If you must have them castellated I can think of two ways.

  1. (this one will work for sure) Make your boards a little larger than needed and then cut the edge off yourself. I have done this with Arduino Pro Minis to mount them easily on custom PCBs.

  2. (up to your board shop if they will do this) First you create your PCB larger then needed to ensure the holes are exported during Gerber export (check with a gerber viewer like Gerbv). Once you have them exporting correctly and have saved the gerbers you would reduce the size of the PCB in Fritzing until it cuts off the holes and then export the gerbers again and use the drill layer ( and possibly the copper layers if they are not complete on the second export) from the first export with the other layers from this export.

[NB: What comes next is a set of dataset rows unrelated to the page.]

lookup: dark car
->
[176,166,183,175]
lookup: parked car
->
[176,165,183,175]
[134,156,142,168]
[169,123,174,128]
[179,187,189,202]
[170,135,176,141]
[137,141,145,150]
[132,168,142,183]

That should give you a set of files capable of creating a castellated PCB.

There is a discussion about how to create a castellated board on stack exchange that you may feel like reading.

1 Like

Thank you @sublimeartistry, I found your first method very much suitable and feasible. I have one more question, how do you propose I cut the PCB after production, without damaging it ? I don’t have any power tools or table saws. Just a drill and a few hand saws.

Generally speaking PCBs are easy to cut with simple hand tools. If it is short area you need to cut I would use side cutters to snip it off and then file or sand the edge smooth. If it is a long area I would use a utility knife and score both sides a few times and then snap it off and then finish it by filing or sanding. If it is long area I would add at least a cm along that edge to allow it to be snapped off in one piece. I would not use a saw as most saw blades have teeth and they tend to grab the copper layer and tear it off which basically ruins the board. If you want a perfect edge then using a file to remove all the material would be the best (and slowest). Whichever method you choose just try and cut off less than you want to remove and remove the rest with a file or sandpaper to make sure you do not cut off too much.

Thanks a lot! I will try it at some proto boards.